La presunta associazione per delinquere, al centro dell’inchiesta milanese sui dossieraggi, gode “di appoggi di alto livello, in vari ambienti, anche quello della criminalità mafiosa e quello dei servizi segreti, pure stranieri” e gli indagati “spesso promettono e si vantano di poter intervenire su indagini e processi”.
Lo scrive negli atti il pm della Dda Francesco De Tommasi, che spiega che il gruppo riconducibile alla società Equalize ha una struttura “a grappolo”: ogni “componente” e “collaboratore” ha a sua volta “contatti nelle forze dell’ordine e nelle altre pubbliche amministrazioni” con cui “reperire illecitamente dati”.
“Carmine è a rischio perquisizione, quindi noi non dobbiamo lasciare qua nessun materiale estraneo.” E’ una delle intercettazioni nella richiesta di arresti della Dda di Milano nell’indagine che ha smantellato una rete di spioni che, guidati dall’ex super poliziotto Carmine Gallo, e con il benestare di Enrico Pazzali, presidente di Fondazione Fiera, avrebbe confezionato su commissione dossier illeciti setacciando le banche dati strategiche nazionali.
Nunzio Samuele Calamucci avrebbe avuto “a disposizione” un “hard disk contenente ottocentomila Sdi”, ossia informazioni acquisite dalla banca dati delle forze dell’ordine. “Ottocentomila Sdi, c’ho di là”, diceva intercettato parlando lo scorso gennaio con l’ex poliziotto Carmine Gallo, anche lui arrestato.

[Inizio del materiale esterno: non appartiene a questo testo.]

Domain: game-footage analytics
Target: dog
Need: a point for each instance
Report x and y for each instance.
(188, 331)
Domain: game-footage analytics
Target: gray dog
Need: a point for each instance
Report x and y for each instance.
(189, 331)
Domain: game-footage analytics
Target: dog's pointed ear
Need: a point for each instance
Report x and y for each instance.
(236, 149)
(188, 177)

In un’altra conversazione del novembre 2023, Calamucci avrebbe avuto la preoccupazione di “mettere da parte”, ossia trasferire dati, di “sei, sette milioni di chiavette che c’ho io”. Aveva una “mole di dati da gestire – scrivono i pm – enorme, pari almeno a 15 terabyte”. Lo si legge negli atti dell’inchiesta della Dda di Milano.

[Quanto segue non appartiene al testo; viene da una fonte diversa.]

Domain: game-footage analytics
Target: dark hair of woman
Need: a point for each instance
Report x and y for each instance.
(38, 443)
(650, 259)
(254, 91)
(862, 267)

Anche Gallo, ora ai domiciliari, parlando con Calamucci – entrambi, per l’accusa, al vertice del “gruppo” che fabbricava dossier – faceva riferimento alla “destinazione finale del proprio archivio”, che era “occultato” a casa della segretaria della società di investigazione Equalize, amministrata dallo stesso ex ispettore di polizia e di proprietà di Enrico Pazzali, presidente della Fondazione Fiera Milano.
Il gruppo aveva adottato la “pratica usuale” di eliminare i “dati abusivamente esfiltrati”. Molti sono i dialoghi in cui si dice di “far sparire tutto” perchè “non si sa mai”.
Gallo spiegava, si legge negli atti, di aver portato da poco degli scatoloni a casa della segretaria e che lei li avrebbe dovuti spostare in un garage. “Non c’ha le chiavi del garage – raccontava – quindi gli scatoloni li ho portati a casa sua. Ha detto poi li porta lei giù (…) così siamo a posto, non dobbiamo avere nulla qua”.